# Long short-term memory (LSTM)

In [None]:
import numpy as np
import tensorflow as tf

We want to create a network that has only one LSTM cell. We have to pass 2 elements to LSTM, the <b>prv_output</b> and <b>prv_state</b>, so called, <b>h</b> and <b>c</b>. Therefore, we initialize a state vector, <b>state</b>.  Here, <b>state</b> is a tuple with 2 elements, each one is of size \[1 x 4], one for passing prv_output to next time step, and another for passing the prv_state to next time stamp.

\\

Queremos crear una red que tenga solo una celda LSTM. Tenemos que pasar 2 elementos a LSTM, prv_output y prv_state, llamados h y c. Por lo tanto, inicializamos un vector de estado, state. Aquí, state es una tupla con 2 elementos, cada uno de tamaño [1 x 4], uno para pasar prv_output al siguiente paso de tiempo y otro para pasar prv_state al siguiente sello de tiempo.


In [2]:
LSTM_CELL_SIZE = 4  # output size (dimension), which is same as hidden size in the cell

state = (tf.zeros([1,LSTM_CELL_SIZE]),)*2
state

(<tf.Tensor: shape=(1, 4), dtype=float32, numpy=array([[0., 0., 0., 0.]], dtype=float32)>,
 <tf.Tensor: shape=(1, 4), dtype=float32, numpy=array([[0., 0., 0., 0.]], dtype=float32)>)

In [4]:
lstm = tf.keras.layers.LSTM(LSTM_CELL_SIZE, return_sequences=True, return_state=True)

lstm.states=state

#As we can see, the states has 2 parts, the new state c, and also the output h.
print(lstm.states)

(<tf.Tensor: shape=(1, 4), dtype=float32, numpy=array([[0., 0., 0., 0.]], dtype=float32)>, <tf.Tensor: shape=(1, 4), dtype=float32, numpy=array([[0., 0., 0., 0.]], dtype=float32)>)

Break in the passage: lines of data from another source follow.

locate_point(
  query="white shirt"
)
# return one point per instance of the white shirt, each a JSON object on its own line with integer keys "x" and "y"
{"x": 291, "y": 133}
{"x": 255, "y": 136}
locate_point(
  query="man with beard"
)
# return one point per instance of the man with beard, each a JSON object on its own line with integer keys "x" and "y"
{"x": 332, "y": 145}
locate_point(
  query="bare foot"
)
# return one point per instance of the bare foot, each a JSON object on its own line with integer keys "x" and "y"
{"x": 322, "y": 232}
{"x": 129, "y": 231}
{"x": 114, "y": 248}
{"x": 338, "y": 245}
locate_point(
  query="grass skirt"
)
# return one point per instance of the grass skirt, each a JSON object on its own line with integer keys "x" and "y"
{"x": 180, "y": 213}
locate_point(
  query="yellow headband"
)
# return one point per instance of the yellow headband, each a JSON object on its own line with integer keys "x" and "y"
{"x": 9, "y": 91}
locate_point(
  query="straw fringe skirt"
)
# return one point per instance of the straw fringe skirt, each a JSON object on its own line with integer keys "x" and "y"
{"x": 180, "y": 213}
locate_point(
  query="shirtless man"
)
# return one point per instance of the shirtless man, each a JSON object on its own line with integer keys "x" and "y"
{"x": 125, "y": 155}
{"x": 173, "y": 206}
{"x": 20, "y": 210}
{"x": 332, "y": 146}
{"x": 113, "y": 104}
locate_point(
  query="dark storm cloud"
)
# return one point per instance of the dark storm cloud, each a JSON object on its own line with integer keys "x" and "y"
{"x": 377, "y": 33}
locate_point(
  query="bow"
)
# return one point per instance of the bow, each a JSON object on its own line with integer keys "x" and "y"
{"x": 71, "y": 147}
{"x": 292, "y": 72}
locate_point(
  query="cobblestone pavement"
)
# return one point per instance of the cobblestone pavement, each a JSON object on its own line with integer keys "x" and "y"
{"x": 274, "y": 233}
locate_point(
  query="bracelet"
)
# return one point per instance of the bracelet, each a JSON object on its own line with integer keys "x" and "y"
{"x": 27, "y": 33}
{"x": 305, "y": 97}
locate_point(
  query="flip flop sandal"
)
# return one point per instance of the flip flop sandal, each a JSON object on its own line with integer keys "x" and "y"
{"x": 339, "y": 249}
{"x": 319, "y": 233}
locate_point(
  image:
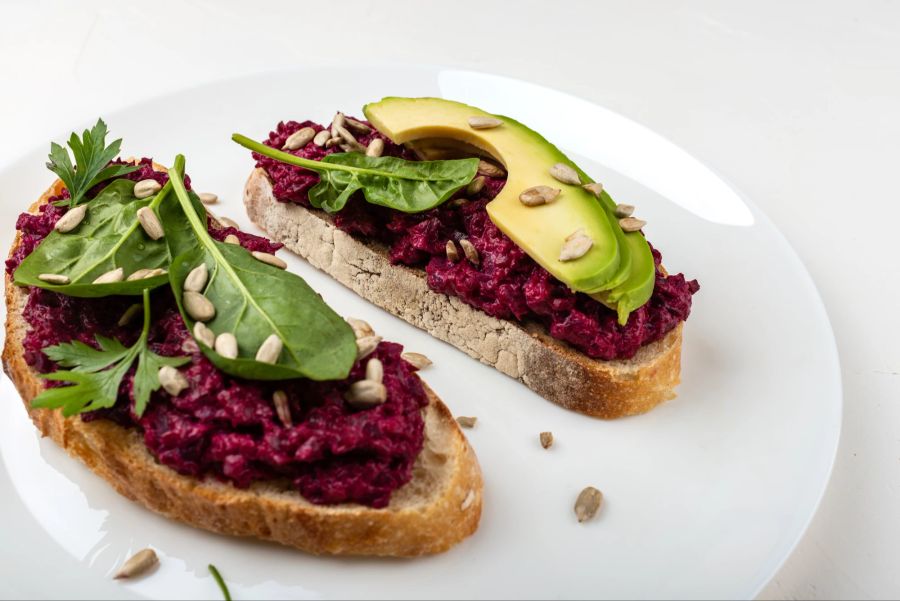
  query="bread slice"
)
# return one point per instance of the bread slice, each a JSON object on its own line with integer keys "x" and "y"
{"x": 550, "y": 367}
{"x": 437, "y": 509}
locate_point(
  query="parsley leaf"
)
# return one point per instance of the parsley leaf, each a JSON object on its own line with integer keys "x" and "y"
{"x": 92, "y": 157}
{"x": 96, "y": 375}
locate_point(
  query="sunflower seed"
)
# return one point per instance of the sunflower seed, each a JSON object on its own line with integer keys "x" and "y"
{"x": 565, "y": 174}
{"x": 111, "y": 277}
{"x": 279, "y": 398}
{"x": 151, "y": 223}
{"x": 71, "y": 219}
{"x": 129, "y": 314}
{"x": 226, "y": 345}
{"x": 172, "y": 380}
{"x": 490, "y": 169}
{"x": 623, "y": 211}
{"x": 366, "y": 345}
{"x": 360, "y": 328}
{"x": 355, "y": 126}
{"x": 198, "y": 306}
{"x": 546, "y": 439}
{"x": 204, "y": 334}
{"x": 576, "y": 246}
{"x": 146, "y": 188}
{"x": 538, "y": 195}
{"x": 269, "y": 259}
{"x": 322, "y": 137}
{"x": 475, "y": 186}
{"x": 270, "y": 349}
{"x": 375, "y": 147}
{"x": 417, "y": 360}
{"x": 299, "y": 139}
{"x": 54, "y": 278}
{"x": 196, "y": 280}
{"x": 588, "y": 503}
{"x": 466, "y": 422}
{"x": 480, "y": 122}
{"x": 594, "y": 188}
{"x": 374, "y": 370}
{"x": 470, "y": 251}
{"x": 139, "y": 563}
{"x": 452, "y": 253}
{"x": 632, "y": 224}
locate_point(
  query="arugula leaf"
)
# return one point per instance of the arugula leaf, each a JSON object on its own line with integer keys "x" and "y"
{"x": 92, "y": 157}
{"x": 254, "y": 300}
{"x": 96, "y": 375}
{"x": 408, "y": 186}
{"x": 109, "y": 237}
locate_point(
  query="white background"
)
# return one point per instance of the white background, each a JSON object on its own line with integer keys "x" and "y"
{"x": 797, "y": 105}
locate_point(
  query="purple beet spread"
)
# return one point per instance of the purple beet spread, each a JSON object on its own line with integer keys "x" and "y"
{"x": 227, "y": 427}
{"x": 507, "y": 284}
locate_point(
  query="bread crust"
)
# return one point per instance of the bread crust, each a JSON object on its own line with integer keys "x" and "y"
{"x": 550, "y": 367}
{"x": 440, "y": 507}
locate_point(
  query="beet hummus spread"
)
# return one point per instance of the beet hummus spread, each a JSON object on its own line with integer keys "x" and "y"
{"x": 227, "y": 427}
{"x": 507, "y": 283}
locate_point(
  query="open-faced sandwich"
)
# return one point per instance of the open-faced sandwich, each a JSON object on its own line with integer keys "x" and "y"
{"x": 177, "y": 358}
{"x": 478, "y": 230}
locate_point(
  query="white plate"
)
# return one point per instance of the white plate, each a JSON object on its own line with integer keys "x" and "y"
{"x": 705, "y": 496}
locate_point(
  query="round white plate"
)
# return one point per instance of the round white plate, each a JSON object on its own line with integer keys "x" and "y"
{"x": 705, "y": 496}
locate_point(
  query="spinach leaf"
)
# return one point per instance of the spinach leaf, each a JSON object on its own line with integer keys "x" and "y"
{"x": 254, "y": 300}
{"x": 92, "y": 157}
{"x": 109, "y": 237}
{"x": 408, "y": 186}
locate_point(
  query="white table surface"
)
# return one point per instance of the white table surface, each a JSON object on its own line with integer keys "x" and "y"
{"x": 797, "y": 105}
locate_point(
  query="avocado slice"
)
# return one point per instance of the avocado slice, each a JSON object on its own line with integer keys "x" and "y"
{"x": 438, "y": 128}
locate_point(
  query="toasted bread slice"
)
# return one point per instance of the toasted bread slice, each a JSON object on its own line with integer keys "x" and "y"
{"x": 550, "y": 367}
{"x": 437, "y": 509}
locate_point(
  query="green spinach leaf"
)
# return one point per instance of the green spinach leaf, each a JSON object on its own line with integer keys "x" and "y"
{"x": 408, "y": 186}
{"x": 109, "y": 237}
{"x": 254, "y": 300}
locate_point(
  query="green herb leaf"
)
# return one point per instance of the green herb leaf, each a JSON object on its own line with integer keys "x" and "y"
{"x": 92, "y": 157}
{"x": 254, "y": 300}
{"x": 96, "y": 375}
{"x": 408, "y": 186}
{"x": 109, "y": 237}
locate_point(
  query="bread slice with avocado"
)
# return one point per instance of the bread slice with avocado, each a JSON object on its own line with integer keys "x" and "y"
{"x": 436, "y": 509}
{"x": 548, "y": 207}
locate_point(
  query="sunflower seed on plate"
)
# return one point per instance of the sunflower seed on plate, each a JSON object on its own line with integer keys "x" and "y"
{"x": 299, "y": 138}
{"x": 269, "y": 259}
{"x": 365, "y": 394}
{"x": 172, "y": 380}
{"x": 538, "y": 195}
{"x": 270, "y": 349}
{"x": 71, "y": 219}
{"x": 54, "y": 278}
{"x": 226, "y": 345}
{"x": 196, "y": 280}
{"x": 623, "y": 210}
{"x": 632, "y": 224}
{"x": 146, "y": 188}
{"x": 588, "y": 503}
{"x": 198, "y": 306}
{"x": 139, "y": 563}
{"x": 417, "y": 360}
{"x": 282, "y": 408}
{"x": 204, "y": 334}
{"x": 129, "y": 314}
{"x": 482, "y": 122}
{"x": 151, "y": 223}
{"x": 470, "y": 251}
{"x": 111, "y": 277}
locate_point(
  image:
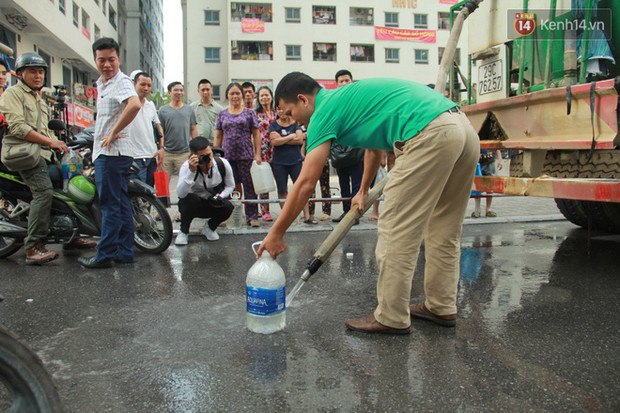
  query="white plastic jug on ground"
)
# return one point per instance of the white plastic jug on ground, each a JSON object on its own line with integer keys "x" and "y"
{"x": 262, "y": 178}
{"x": 265, "y": 295}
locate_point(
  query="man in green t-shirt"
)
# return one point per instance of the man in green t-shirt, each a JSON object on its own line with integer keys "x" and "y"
{"x": 436, "y": 151}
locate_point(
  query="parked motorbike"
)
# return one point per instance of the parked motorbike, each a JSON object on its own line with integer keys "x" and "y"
{"x": 74, "y": 215}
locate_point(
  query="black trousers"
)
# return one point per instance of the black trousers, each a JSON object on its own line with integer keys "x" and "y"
{"x": 193, "y": 206}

Let define a sample input.

In [13]:
#Batch size x time steps x features.
sample_input = tf.constant([[3,2,2,2,2,2]],dtype=tf.float32)

batch_size = 1
sentence_max_length = 1
n_features = 6

new_shape = (batch_size, sentence_max_length, n_features)

inputs = tf.constant(np.reshape(sample_input, new_shape), dtype = tf.float32)

Now, we can pass the input to lstm_cell, and check the new state:

In [14]:
output, final_memory_state, final_carry_state = lstm(inputs)

print('Output shape: ', tf.shape(output))
print('Output :', output)

print('Memory shape: ', tf.shape(final_memory_state))
print('Memory : ', final_memory_state)

print('Carry state shape: ', tf.shape(final_carry_state))
print('Carry state: ', final_carry_state)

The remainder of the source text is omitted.